Examination of substrate scope for the Ni-catalysed cross-electrophile coupling. (a) Reaction conditions employed. (b) Results with new amidine ligands compared to dmbpy (C1) and 2,2’:6’,2”-terpyridine. These results demonstrate that the new primary amidine ligands A1, A8, and A15 as well as N-cyanoamidine A11 are generally superior to bipyridine C1. The advantage of A15 for heterocycle coupling reactions is not only due to it being tridentate because terpyridine gives a poor yield. iAssay yield from UPLC (UV-vis) or GC (FID). iiIsolated yield after chromatography or crystallization. ND = no product detected.

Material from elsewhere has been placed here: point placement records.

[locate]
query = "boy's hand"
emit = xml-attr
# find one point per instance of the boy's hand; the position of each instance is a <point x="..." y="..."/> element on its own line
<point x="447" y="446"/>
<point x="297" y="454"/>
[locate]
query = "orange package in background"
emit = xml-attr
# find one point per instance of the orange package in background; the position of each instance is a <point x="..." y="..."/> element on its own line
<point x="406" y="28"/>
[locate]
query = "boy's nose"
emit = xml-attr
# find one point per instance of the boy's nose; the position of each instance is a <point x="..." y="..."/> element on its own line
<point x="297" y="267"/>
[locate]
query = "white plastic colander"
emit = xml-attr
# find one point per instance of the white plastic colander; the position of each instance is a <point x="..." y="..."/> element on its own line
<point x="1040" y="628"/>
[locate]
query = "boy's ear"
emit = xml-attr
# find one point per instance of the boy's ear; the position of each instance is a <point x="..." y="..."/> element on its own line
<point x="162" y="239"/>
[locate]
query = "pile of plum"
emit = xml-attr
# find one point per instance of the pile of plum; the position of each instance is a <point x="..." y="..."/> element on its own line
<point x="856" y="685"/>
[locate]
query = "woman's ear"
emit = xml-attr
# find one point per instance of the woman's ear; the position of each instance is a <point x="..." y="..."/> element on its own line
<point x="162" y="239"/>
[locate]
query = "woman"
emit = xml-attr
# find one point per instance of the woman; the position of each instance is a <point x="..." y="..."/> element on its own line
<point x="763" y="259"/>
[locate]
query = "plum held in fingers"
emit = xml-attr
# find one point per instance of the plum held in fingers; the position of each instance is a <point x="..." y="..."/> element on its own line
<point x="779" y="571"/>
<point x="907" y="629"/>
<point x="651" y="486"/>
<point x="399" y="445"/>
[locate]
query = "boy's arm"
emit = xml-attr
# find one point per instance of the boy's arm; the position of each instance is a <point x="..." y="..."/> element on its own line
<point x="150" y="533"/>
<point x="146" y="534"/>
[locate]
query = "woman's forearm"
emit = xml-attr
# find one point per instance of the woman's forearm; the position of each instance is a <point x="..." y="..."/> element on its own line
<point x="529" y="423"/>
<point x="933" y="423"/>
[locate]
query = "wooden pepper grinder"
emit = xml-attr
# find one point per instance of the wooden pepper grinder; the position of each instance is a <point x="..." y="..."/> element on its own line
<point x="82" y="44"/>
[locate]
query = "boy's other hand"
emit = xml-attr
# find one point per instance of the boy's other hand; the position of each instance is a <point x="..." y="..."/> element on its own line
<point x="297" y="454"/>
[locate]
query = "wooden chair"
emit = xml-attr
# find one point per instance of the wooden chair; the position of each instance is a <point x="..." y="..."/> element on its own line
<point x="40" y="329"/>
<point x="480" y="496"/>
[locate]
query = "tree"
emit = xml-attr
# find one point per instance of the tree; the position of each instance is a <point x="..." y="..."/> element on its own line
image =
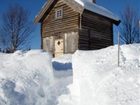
<point x="129" y="28"/>
<point x="16" y="29"/>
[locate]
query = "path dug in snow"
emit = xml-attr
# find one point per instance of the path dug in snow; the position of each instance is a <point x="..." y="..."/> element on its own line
<point x="25" y="78"/>
<point x="98" y="81"/>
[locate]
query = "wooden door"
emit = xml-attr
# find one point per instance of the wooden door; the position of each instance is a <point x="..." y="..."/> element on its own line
<point x="59" y="47"/>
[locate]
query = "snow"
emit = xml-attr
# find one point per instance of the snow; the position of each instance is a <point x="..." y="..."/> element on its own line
<point x="98" y="80"/>
<point x="89" y="5"/>
<point x="25" y="78"/>
<point x="32" y="78"/>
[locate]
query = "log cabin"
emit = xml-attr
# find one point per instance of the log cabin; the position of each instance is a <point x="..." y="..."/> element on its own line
<point x="68" y="25"/>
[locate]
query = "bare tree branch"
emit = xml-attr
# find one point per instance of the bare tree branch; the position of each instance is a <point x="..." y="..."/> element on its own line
<point x="17" y="28"/>
<point x="129" y="27"/>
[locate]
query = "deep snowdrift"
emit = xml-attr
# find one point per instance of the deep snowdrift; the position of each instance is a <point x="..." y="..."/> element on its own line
<point x="98" y="81"/>
<point x="25" y="78"/>
<point x="29" y="79"/>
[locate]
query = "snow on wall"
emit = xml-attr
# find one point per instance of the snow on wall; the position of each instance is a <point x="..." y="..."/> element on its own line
<point x="98" y="81"/>
<point x="25" y="78"/>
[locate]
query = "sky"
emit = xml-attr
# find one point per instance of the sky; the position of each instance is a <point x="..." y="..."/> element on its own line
<point x="34" y="6"/>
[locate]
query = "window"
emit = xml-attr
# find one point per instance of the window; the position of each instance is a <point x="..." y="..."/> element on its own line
<point x="59" y="13"/>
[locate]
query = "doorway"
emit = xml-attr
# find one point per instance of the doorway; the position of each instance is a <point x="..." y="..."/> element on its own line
<point x="59" y="47"/>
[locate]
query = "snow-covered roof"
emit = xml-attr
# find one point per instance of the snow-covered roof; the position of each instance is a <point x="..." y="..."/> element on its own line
<point x="89" y="5"/>
<point x="80" y="6"/>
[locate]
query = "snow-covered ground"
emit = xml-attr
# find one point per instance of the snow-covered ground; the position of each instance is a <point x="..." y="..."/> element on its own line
<point x="97" y="80"/>
<point x="34" y="78"/>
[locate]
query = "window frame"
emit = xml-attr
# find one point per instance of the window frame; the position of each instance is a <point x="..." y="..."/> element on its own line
<point x="56" y="13"/>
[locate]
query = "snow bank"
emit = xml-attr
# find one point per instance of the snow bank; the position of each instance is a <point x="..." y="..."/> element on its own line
<point x="98" y="81"/>
<point x="26" y="78"/>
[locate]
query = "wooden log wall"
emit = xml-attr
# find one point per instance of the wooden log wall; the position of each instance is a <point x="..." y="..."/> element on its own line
<point x="68" y="23"/>
<point x="96" y="32"/>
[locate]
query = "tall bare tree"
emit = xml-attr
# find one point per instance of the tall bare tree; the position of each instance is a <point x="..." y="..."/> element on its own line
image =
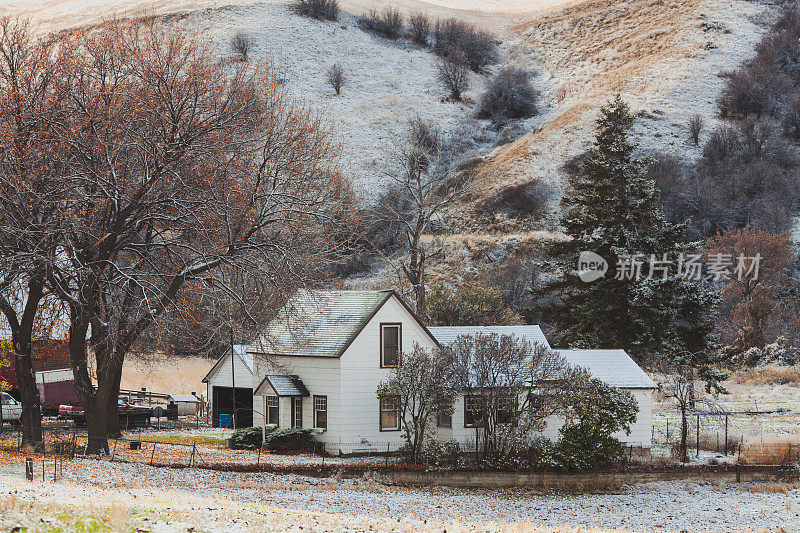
<point x="31" y="211"/>
<point x="173" y="169"/>
<point x="424" y="387"/>
<point x="421" y="190"/>
<point x="511" y="388"/>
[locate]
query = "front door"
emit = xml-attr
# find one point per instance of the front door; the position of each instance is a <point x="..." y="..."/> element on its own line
<point x="297" y="411"/>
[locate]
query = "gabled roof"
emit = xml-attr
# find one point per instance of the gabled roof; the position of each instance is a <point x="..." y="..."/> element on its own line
<point x="282" y="385"/>
<point x="447" y="334"/>
<point x="184" y="398"/>
<point x="241" y="352"/>
<point x="321" y="323"/>
<point x="615" y="367"/>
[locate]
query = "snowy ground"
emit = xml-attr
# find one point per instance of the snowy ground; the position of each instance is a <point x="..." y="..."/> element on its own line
<point x="221" y="501"/>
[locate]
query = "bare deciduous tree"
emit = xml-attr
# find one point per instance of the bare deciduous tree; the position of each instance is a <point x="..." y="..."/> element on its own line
<point x="241" y="45"/>
<point x="336" y="78"/>
<point x="422" y="188"/>
<point x="173" y="173"/>
<point x="512" y="387"/>
<point x="424" y="387"/>
<point x="695" y="127"/>
<point x="30" y="194"/>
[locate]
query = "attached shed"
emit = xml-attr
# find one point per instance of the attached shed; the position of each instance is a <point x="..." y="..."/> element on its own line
<point x="188" y="404"/>
<point x="230" y="387"/>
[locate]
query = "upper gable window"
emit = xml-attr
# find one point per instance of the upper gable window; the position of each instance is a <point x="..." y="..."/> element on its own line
<point x="391" y="336"/>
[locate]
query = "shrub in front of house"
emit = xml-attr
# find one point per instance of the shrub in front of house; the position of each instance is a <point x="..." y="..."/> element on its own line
<point x="600" y="411"/>
<point x="433" y="453"/>
<point x="291" y="440"/>
<point x="246" y="438"/>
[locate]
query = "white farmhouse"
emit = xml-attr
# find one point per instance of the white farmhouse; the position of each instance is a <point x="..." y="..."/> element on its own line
<point x="319" y="362"/>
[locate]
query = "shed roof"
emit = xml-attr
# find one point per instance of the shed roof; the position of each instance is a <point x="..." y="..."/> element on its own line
<point x="319" y="323"/>
<point x="615" y="367"/>
<point x="447" y="334"/>
<point x="283" y="386"/>
<point x="191" y="398"/>
<point x="241" y="351"/>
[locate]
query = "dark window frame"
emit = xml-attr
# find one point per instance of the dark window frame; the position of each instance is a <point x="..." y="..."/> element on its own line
<point x="476" y="422"/>
<point x="317" y="411"/>
<point x="297" y="401"/>
<point x="510" y="414"/>
<point x="399" y="326"/>
<point x="396" y="398"/>
<point x="277" y="408"/>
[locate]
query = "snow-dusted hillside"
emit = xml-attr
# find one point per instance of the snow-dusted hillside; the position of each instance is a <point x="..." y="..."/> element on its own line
<point x="387" y="82"/>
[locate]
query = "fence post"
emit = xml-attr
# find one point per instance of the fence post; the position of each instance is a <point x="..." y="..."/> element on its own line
<point x="698" y="436"/>
<point x="726" y="435"/>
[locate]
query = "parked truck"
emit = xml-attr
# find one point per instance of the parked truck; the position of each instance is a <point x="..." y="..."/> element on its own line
<point x="130" y="416"/>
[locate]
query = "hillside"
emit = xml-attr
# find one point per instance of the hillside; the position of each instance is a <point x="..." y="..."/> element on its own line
<point x="664" y="56"/>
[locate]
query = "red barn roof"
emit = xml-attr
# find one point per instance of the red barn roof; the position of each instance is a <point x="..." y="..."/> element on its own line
<point x="47" y="354"/>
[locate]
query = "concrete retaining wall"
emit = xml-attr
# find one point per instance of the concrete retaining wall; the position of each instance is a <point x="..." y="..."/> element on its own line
<point x="583" y="481"/>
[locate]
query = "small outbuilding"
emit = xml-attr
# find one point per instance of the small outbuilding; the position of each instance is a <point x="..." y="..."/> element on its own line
<point x="230" y="388"/>
<point x="188" y="404"/>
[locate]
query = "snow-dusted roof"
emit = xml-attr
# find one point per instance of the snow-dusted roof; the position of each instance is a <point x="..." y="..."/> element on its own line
<point x="184" y="398"/>
<point x="319" y="323"/>
<point x="241" y="351"/>
<point x="615" y="367"/>
<point x="282" y="386"/>
<point x="247" y="358"/>
<point x="447" y="334"/>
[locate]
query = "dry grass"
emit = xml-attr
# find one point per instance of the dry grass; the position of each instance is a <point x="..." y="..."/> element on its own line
<point x="768" y="375"/>
<point x="771" y="488"/>
<point x="168" y="375"/>
<point x="608" y="43"/>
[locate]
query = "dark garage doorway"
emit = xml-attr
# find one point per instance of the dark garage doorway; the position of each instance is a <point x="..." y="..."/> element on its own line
<point x="223" y="404"/>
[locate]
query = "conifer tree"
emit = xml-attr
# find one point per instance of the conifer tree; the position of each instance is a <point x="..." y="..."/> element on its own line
<point x="646" y="302"/>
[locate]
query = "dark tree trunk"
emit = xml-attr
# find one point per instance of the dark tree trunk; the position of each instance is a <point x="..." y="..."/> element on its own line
<point x="21" y="336"/>
<point x="29" y="394"/>
<point x="111" y="383"/>
<point x="93" y="403"/>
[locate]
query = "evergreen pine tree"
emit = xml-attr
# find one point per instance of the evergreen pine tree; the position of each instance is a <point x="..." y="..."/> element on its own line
<point x="613" y="211"/>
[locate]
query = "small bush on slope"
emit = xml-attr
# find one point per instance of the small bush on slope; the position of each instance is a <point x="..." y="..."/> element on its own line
<point x="509" y="95"/>
<point x="388" y="23"/>
<point x="478" y="47"/>
<point x="318" y="9"/>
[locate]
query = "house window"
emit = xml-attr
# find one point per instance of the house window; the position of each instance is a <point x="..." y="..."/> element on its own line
<point x="272" y="410"/>
<point x="390" y="413"/>
<point x="321" y="412"/>
<point x="506" y="409"/>
<point x="390" y="345"/>
<point x="473" y="411"/>
<point x="297" y="411"/>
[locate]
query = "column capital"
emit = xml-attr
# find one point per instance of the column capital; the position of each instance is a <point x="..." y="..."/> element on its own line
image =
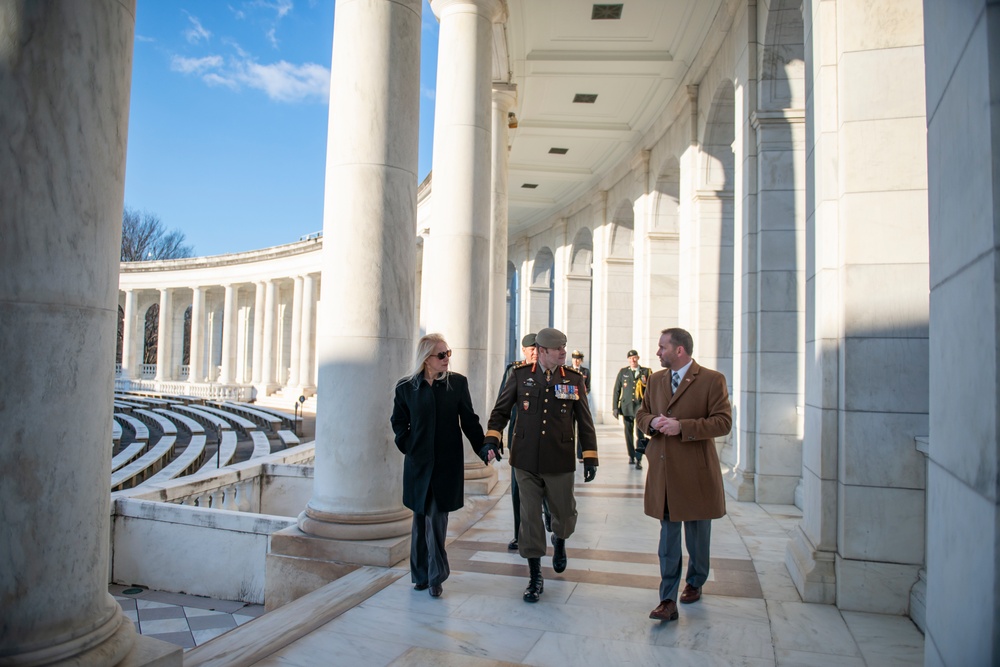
<point x="491" y="9"/>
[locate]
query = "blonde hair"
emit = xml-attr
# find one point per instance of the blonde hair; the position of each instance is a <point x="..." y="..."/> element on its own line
<point x="425" y="347"/>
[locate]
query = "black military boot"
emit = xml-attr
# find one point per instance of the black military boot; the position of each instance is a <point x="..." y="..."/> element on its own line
<point x="535" y="584"/>
<point x="558" y="553"/>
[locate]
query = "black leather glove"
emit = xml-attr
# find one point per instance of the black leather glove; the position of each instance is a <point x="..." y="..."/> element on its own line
<point x="484" y="452"/>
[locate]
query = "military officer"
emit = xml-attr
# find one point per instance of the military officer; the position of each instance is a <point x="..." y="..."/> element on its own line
<point x="625" y="401"/>
<point x="548" y="399"/>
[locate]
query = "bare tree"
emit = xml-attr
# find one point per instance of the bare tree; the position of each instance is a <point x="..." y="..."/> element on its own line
<point x="144" y="238"/>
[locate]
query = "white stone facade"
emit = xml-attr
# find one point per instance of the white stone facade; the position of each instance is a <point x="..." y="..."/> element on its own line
<point x="814" y="201"/>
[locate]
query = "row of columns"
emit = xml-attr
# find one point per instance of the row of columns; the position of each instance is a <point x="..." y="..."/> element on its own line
<point x="263" y="363"/>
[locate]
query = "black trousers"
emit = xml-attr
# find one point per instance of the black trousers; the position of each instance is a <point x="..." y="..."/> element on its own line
<point x="633" y="454"/>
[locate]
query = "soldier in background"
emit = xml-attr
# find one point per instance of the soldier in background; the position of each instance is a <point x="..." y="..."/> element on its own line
<point x="625" y="401"/>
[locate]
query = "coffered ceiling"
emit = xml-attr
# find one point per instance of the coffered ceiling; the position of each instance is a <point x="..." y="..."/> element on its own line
<point x="587" y="89"/>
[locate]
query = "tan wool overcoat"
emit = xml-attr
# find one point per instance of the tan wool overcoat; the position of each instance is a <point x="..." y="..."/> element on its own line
<point x="683" y="470"/>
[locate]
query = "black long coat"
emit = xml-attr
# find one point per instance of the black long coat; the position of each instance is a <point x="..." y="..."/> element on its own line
<point x="428" y="422"/>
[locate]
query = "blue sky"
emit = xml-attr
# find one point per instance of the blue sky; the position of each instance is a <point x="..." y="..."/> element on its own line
<point x="227" y="129"/>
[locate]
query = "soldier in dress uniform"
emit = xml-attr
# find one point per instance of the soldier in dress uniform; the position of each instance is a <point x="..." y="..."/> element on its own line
<point x="625" y="401"/>
<point x="529" y="354"/>
<point x="549" y="399"/>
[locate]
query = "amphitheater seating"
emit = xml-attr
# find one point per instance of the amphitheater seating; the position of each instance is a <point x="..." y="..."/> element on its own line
<point x="146" y="465"/>
<point x="167" y="426"/>
<point x="264" y="419"/>
<point x="126" y="456"/>
<point x="140" y="429"/>
<point x="184" y="463"/>
<point x="288" y="438"/>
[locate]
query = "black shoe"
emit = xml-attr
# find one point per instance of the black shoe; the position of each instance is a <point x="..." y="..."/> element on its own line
<point x="558" y="553"/>
<point x="536" y="585"/>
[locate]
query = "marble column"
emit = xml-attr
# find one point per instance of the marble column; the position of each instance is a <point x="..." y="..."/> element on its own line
<point x="295" y="358"/>
<point x="164" y="336"/>
<point x="196" y="357"/>
<point x="258" y="332"/>
<point x="229" y="329"/>
<point x="64" y="109"/>
<point x="504" y="98"/>
<point x="366" y="327"/>
<point x="129" y="337"/>
<point x="964" y="457"/>
<point x="307" y="344"/>
<point x="267" y="352"/>
<point x="457" y="251"/>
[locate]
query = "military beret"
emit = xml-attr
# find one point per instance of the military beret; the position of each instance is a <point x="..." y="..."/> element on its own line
<point x="550" y="338"/>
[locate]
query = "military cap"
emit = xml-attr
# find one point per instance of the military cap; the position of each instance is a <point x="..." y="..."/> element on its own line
<point x="550" y="338"/>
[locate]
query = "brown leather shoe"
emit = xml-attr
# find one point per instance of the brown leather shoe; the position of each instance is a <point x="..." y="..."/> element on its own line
<point x="690" y="594"/>
<point x="666" y="611"/>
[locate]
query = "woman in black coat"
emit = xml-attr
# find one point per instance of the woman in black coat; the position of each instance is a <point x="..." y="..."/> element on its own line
<point x="431" y="410"/>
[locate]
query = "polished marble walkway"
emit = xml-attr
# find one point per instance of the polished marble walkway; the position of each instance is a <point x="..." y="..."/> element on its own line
<point x="596" y="612"/>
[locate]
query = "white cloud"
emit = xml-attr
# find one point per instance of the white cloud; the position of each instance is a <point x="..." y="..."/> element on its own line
<point x="194" y="65"/>
<point x="286" y="82"/>
<point x="196" y="32"/>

We also applied the amidine ligand library to the coupling of 3-bromopyridine derivatives with alkyl halides (Fig. 4). The tridentate 2,6-pyridinedicarboxamidine (A15) provided excellent results for coupling reactions with not only 3-bromopyridine, but also 5-bromoazaindole, and 5-bromonicotinonitrile. 5-Bromoazaindole had previously been coupled with 4-bromotetrahydropyran in 45% yield,[27] 4-bromoisoquinline coupled with N-Boc 4-bromopiperidine in 30% yield,[27] and 3-bromoquinoline coupled to several secondary alkyl electrophiles in 30-80% yield.[27, 28] Because A15 was the only tridentate ligand tested and because we had reported that terpyridines provided good results for the coupling of aryl halides with allylic acetates,[26] we examined 2,2’:6’,2”-terpyridine in the coupling of 5-bromo-2-methoxypyridine. The reaction with the terpyridine ligand formed only 10% of the coupled product, even worse than C1 and A8. This demonstrates that the superior results of A15 are not merely due to it being the only tridentate ligand in the screen (Fig. 4), but also derive from the same carboxamidine effect seen for the bidentate ligands. Further examination of A15 derivatives for the coupling of halogenated heterocycles with alkyl halides is currently underway. Given these results and the growing importance of nitrogen, oxygen, and sulfur-based ligands in catalysis, we think that pharmaceutical compound libraries should be considered invaluable sources of diversity not only for finding new drugs, but also for ligand discovery. We anticipate that similarly useful ligand motifs will be found for different reactions with various metals.